Asset Purchase Agreement Insurance Agency

In order to facilitate the change of business, the parties may include agreements on how and the people who will inform customers of the purchase and sale, as well as other issues that may affect the business transition, such as the transfer of telephone lines, the transfer of mail, the withdrawal or placement of reports on the agency`s former website. Etc. Early resolution of these problems will contribute to a smooth business transfer. The payment of commissions and the accounting of the return commission are carried out on an ongoing basis. The agreement should include clear conditions for the allocation of commissions due or payable, liability for return commissions, expenses, costs and debts, and absolute data relating to these accounts and how these accounts are settled. Attention to details such as this in the agreement will help avoid disagreements and misunderstandings after closure. First, the buyer should verify (and insurance and warranties should indicate) that the seller`s current and former employees have no interest in ownership of the assets and that the expiry times were obtained directly by the seller and not by a brokerage company or other agreement.

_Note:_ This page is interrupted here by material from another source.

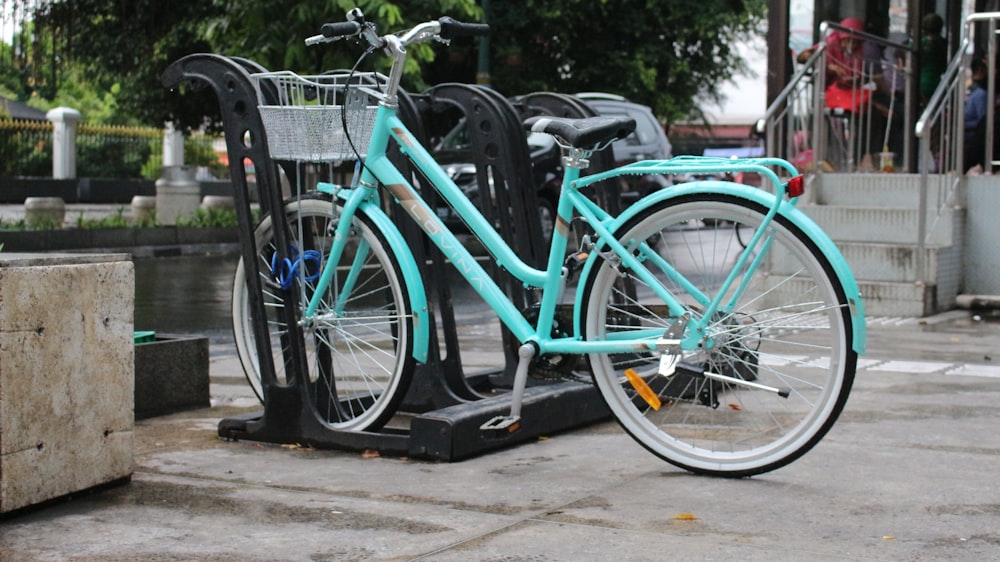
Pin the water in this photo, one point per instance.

A buyer also wants to know whether the seller`s staff and manufacturer are subject to written non-invitation, confidentiality or non-competition agreements and the specific terms of those agreements. The value of the assets can quickly decrease if a former employee absolicits the company. Do you buy and sell shares or assets? If the assets, the agreement should include all assets that are included, as well as those that are expressly excluded. Expiration times are probably the greatest asset, but don`t forget physical property, for example.

B the computer software you may need to access the expiry records. These include intangible information such as the right to use telephone numbers, fax numbers, web addresses and the name of the sales agency. To avoid disputes over the allocation of insurance policies in a business transaction, it is clear that insurance policies – not just policy revenues – are allocated if the intention is to allocate the seller`s existing insurance coverage to the buyer, the transfer clauses in the purchase contract must be clear, that policies – not just policy revenues – are allocated. And to make this clear, specificity is needed with regard to policies (according to a timetable) and it is necessary to specify which policies will be covered. Depending on the size and complexity of the acquired business book and the relative knowledge of the buyer and seller, the buyer can only require the seller`s cooperation after the sale or need more support. The agreement should require the cooperation of the seller and determine the scope and duration of the cooperation. The buyer and seller may also agree to a advisory agreement specifying certain obligations and allowances. The asset purchase agreement in the section describing the acquired assets provides, among other things, that the purchaser would acquire all rights, securities and interest from the seller on “all products payable under an insurance policy that acquires assets acquired as a result of all the facts prior to the closing date.” In the “Insurance” section, the contract provides that all rights that the seller may have vis-à-vis his insurers with respect to the acquired assets are transferred to the buyer at closing.